19

7/10/10


HIS TEXT TOLD me to come to the XF-11 house. I texted him that I didn’t know what he was talking about. I could almost hear the sigh in his next text when he told me to Google it.

805 North Linden Drive. The house where Howard Hughes crashed when test-flying a spy plane he’d designed for the Army.

Venice Beach to Beverly Hills. Before SLP broke out and things started getting bad, it would have been the kind of a drive that people groan about. In the last year these would have been some of the worst hours to try to drive it. But the streets are as close to empty now as I have ever seen them.

National Guard trucks. A motorcade escorted by Thousand Storks contractors. LAPD and LACS cars. Marine airships flown up from San Diego. I hit my first checkpoint at Rose Avenue on my way north. Sheriff’s deputies. Mostly trying to steer people away from Santa Monica. Things are still under control there, I couldn’t see any fires anyway, so they don’t want any more people coming in. The deputies didn’t care about my badge. LAPD has no jurisdiction in SM, but they let me cross.

Rose Avenue. I tried to call. She didn’t answer. The phone might be off. She might have forgotten about it. Somewhere inside Chasm Tide, trying to beat the Labyrinth. I’m asking myself, did she see when the feds opened my safe? Did she see the bottle? Did she see that I had Dreamer? Did she know it was in the house and that I didn’t give it to her? It doesn’t matter. She knows. She knows me. She wouldn’t expect anything else. But I didn’t even think of it. The bottle in my hand, I didn’t even think about giving it to her.

Rose Avenue.

Stay with the story. Someone will care.

Rose will care. Won’t you, Rose?

There were searchlights on top of the twin apartment towers between Hill and Ashland. They swept back and forth, up and down the beach and the surf line. Looking for refugees trying to float up from Venice.

Are there machine guns up there as well?
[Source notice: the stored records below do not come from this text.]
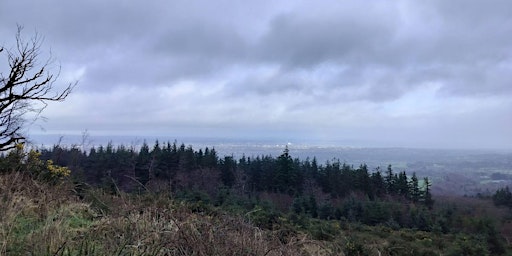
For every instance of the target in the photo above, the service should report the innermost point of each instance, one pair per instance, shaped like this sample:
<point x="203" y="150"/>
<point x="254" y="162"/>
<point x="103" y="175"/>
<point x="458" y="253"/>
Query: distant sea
<point x="351" y="153"/>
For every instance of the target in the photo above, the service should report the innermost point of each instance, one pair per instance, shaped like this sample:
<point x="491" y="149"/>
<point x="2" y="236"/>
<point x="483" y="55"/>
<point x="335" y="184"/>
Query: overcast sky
<point x="383" y="73"/>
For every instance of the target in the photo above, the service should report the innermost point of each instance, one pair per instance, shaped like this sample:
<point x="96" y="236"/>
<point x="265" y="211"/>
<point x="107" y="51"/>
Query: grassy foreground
<point x="42" y="219"/>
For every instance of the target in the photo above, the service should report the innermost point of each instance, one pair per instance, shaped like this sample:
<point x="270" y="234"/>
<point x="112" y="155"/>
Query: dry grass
<point x="39" y="219"/>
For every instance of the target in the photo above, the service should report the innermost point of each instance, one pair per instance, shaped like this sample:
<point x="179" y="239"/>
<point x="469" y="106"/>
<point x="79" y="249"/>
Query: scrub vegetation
<point x="173" y="200"/>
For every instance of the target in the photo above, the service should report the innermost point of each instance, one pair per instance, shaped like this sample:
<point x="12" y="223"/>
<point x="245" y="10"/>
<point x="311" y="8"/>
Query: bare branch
<point x="27" y="89"/>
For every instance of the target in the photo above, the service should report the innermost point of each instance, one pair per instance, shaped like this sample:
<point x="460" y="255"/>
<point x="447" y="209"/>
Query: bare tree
<point x="25" y="88"/>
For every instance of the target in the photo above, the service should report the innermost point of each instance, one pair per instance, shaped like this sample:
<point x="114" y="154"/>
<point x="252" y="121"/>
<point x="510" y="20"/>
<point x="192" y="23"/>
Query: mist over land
<point x="453" y="171"/>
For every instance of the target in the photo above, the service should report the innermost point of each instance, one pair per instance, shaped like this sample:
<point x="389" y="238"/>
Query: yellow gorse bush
<point x="57" y="171"/>
<point x="21" y="160"/>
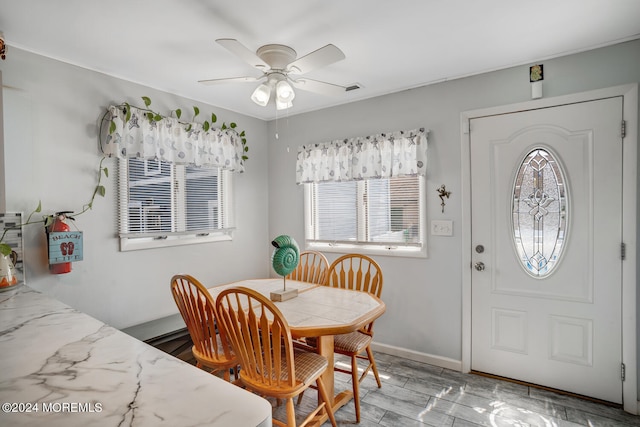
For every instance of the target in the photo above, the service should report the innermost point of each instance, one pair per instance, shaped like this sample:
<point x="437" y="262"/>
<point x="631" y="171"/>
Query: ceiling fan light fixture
<point x="284" y="92"/>
<point x="283" y="105"/>
<point x="261" y="95"/>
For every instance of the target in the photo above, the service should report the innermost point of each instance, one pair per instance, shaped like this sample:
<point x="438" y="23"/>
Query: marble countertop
<point x="60" y="367"/>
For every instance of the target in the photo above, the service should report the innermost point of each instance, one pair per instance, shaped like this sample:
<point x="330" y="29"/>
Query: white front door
<point x="546" y="234"/>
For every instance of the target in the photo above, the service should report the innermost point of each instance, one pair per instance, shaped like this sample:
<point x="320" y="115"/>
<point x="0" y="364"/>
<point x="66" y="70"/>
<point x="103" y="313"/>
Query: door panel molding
<point x="629" y="221"/>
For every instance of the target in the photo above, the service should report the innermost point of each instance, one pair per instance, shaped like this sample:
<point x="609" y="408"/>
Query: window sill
<point x="344" y="248"/>
<point x="139" y="243"/>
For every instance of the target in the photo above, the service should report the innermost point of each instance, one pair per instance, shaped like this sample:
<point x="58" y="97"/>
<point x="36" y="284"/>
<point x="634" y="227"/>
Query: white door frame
<point x="629" y="219"/>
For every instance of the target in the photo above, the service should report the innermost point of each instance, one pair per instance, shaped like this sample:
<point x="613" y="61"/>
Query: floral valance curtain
<point x="402" y="153"/>
<point x="170" y="141"/>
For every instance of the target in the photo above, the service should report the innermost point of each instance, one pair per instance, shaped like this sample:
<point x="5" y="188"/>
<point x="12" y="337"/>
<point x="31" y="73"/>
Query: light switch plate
<point x="442" y="227"/>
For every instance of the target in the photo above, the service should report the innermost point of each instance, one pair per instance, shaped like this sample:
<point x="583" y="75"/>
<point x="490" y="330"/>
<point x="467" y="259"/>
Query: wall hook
<point x="442" y="193"/>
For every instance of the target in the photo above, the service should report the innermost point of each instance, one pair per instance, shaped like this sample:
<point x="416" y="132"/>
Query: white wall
<point x="423" y="296"/>
<point x="51" y="112"/>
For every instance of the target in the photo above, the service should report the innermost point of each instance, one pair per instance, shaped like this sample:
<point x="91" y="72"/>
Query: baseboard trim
<point x="156" y="328"/>
<point x="440" y="361"/>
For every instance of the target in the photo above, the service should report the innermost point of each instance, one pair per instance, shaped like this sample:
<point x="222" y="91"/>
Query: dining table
<point x="321" y="312"/>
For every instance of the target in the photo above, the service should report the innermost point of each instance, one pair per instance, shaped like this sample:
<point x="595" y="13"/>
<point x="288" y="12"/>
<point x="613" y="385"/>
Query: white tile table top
<point x="317" y="310"/>
<point x="81" y="372"/>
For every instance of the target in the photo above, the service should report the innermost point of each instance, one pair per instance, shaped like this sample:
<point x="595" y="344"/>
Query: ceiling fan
<point x="278" y="64"/>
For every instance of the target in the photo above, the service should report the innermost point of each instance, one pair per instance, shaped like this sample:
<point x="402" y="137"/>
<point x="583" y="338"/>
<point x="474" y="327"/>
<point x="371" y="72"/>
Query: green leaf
<point x="5" y="249"/>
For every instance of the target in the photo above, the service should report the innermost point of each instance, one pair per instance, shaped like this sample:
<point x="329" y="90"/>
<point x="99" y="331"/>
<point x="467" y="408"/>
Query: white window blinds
<point x="376" y="212"/>
<point x="160" y="199"/>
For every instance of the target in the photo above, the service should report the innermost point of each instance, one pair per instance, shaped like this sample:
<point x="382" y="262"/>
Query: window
<point x="164" y="204"/>
<point x="374" y="216"/>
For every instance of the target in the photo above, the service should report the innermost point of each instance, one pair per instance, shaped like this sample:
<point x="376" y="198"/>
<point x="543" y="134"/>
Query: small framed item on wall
<point x="11" y="228"/>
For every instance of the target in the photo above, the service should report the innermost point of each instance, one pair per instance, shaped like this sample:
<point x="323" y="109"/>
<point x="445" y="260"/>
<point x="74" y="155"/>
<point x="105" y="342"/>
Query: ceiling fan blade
<point x="318" y="58"/>
<point x="237" y="48"/>
<point x="317" y="86"/>
<point x="230" y="80"/>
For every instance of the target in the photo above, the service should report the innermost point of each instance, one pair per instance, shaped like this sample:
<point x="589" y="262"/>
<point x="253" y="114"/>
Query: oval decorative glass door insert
<point x="539" y="212"/>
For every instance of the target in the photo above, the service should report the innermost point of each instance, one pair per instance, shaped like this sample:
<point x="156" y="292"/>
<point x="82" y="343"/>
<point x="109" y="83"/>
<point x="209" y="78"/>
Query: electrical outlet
<point x="442" y="228"/>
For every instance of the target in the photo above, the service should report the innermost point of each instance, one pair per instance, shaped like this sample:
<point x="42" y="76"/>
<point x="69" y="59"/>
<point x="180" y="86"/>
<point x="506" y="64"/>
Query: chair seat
<point x="309" y="366"/>
<point x="351" y="343"/>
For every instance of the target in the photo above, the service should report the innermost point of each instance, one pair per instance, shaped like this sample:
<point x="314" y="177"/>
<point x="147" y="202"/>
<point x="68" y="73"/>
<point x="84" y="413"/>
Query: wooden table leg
<point x="325" y="348"/>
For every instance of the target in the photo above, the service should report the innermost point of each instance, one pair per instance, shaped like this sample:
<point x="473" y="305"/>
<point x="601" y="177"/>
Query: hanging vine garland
<point x="121" y="115"/>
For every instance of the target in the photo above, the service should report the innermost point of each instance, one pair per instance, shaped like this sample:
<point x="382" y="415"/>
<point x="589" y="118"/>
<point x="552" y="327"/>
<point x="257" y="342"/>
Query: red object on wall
<point x="60" y="225"/>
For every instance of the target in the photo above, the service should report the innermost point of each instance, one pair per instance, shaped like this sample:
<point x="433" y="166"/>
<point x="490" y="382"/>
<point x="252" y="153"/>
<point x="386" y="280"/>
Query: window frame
<point x="367" y="248"/>
<point x="139" y="241"/>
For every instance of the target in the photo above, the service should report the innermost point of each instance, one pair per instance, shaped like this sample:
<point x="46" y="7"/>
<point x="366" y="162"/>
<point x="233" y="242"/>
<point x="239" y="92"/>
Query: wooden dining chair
<point x="269" y="363"/>
<point x="211" y="349"/>
<point x="312" y="268"/>
<point x="359" y="273"/>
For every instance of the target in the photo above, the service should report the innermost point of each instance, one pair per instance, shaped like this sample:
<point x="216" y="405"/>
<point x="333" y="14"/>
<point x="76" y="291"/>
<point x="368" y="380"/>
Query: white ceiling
<point x="389" y="46"/>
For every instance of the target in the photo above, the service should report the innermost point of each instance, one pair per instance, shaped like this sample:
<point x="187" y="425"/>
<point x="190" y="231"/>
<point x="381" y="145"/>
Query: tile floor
<point x="417" y="394"/>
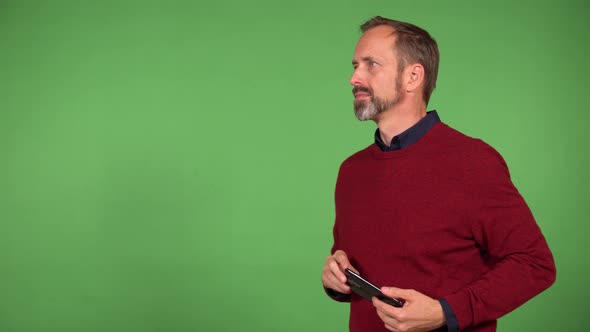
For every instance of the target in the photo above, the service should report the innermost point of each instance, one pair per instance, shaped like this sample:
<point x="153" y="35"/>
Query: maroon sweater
<point x="441" y="217"/>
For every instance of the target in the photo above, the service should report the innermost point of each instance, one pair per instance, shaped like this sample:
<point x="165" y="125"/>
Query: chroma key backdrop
<point x="170" y="165"/>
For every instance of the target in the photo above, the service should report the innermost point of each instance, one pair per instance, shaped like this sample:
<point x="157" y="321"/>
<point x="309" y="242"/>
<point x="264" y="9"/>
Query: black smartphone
<point x="367" y="290"/>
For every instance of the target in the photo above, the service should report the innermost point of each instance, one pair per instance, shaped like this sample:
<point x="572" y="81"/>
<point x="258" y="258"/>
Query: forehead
<point x="376" y="42"/>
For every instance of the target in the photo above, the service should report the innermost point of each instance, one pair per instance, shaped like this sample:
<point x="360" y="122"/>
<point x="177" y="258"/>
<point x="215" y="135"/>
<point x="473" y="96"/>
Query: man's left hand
<point x="419" y="313"/>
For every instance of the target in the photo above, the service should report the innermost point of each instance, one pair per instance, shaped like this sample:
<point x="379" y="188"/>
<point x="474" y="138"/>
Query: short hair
<point x="413" y="45"/>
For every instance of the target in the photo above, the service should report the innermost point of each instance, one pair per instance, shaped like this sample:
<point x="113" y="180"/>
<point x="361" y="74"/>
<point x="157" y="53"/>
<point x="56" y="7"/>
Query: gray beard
<point x="369" y="110"/>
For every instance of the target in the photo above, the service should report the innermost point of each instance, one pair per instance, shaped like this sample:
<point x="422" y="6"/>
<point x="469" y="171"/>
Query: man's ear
<point x="414" y="77"/>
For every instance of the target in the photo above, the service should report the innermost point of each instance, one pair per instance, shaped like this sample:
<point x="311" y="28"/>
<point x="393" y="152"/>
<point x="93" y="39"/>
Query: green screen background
<point x="170" y="166"/>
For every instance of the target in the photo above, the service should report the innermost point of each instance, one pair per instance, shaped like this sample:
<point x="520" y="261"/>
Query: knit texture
<point x="441" y="217"/>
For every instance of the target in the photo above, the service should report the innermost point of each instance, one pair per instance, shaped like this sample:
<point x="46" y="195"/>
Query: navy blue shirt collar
<point x="411" y="135"/>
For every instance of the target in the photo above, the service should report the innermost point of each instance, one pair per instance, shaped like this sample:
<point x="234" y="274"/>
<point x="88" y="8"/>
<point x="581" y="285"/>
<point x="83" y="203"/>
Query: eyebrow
<point x="365" y="59"/>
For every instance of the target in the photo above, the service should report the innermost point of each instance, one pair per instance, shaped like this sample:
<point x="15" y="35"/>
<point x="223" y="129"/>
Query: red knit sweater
<point x="441" y="217"/>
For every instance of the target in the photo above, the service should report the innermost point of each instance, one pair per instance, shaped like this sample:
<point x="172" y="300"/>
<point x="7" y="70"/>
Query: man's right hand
<point x="333" y="272"/>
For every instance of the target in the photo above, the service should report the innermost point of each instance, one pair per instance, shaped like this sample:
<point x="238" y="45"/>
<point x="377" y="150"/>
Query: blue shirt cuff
<point x="452" y="323"/>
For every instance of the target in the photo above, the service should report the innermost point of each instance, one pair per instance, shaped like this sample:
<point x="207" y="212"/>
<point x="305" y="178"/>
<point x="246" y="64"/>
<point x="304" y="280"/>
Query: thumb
<point x="397" y="292"/>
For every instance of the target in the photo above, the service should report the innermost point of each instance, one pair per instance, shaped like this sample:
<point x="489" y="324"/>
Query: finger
<point x="385" y="308"/>
<point x="342" y="259"/>
<point x="335" y="269"/>
<point x="389" y="322"/>
<point x="335" y="284"/>
<point x="390" y="328"/>
<point x="406" y="294"/>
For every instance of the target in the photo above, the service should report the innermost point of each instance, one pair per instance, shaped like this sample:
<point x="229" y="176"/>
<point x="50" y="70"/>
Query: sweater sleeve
<point x="504" y="228"/>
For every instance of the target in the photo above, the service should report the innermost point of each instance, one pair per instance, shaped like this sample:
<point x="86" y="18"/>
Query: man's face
<point x="376" y="81"/>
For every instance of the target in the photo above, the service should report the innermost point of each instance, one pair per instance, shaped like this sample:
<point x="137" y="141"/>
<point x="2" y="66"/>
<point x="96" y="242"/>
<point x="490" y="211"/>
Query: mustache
<point x="360" y="88"/>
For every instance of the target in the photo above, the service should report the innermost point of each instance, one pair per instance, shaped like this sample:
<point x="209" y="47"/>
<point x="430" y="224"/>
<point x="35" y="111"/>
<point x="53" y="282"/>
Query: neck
<point x="397" y="120"/>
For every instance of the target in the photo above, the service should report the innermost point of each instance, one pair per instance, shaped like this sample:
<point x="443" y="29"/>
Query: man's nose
<point x="356" y="78"/>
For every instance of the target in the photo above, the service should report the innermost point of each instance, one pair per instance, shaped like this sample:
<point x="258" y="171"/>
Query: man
<point x="426" y="211"/>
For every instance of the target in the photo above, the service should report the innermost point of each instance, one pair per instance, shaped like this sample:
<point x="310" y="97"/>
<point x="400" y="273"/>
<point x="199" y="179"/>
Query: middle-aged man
<point x="426" y="211"/>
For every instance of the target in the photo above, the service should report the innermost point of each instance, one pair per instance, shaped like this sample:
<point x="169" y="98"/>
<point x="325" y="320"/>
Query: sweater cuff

There can’t be. We haven’t gone that far. Not yet. Not that far yet.

Another checkpoint when Gateway went under the 10.

Waiting in a line of cars, I looked up and saw men and women in black uniforms without insignia, rappelling from the freeway, dangling on lines underneath, stringing wire and attaching small satchels. Rigging explosives to blow the Santa Monica Freeway just west of the 405.

After I passed through, not far from the 405, I glanced down a side street and saw a man running from a gang of sleepless skaters. Tweens, kicking their boards down the street after him, making a buzzing sound with their lips. A fake snoring sound sleepless kids make when they go after a “sleeper.” I’d heard about the attacks, read the accounts on news sites, but never seen one. I turned around in the middle of the block, but by the time I got back to the side street they were all gone. Sleeper and sleepless. And I wasn’t sure I’d seen them at all.

Another checkpoint at Wilshire and Westwood Boulevard. Most of Westwood Village and the UCLA campus have been sealed off. I could see the lights from Marshall Field, and a Thousand Storks helicopter landing there.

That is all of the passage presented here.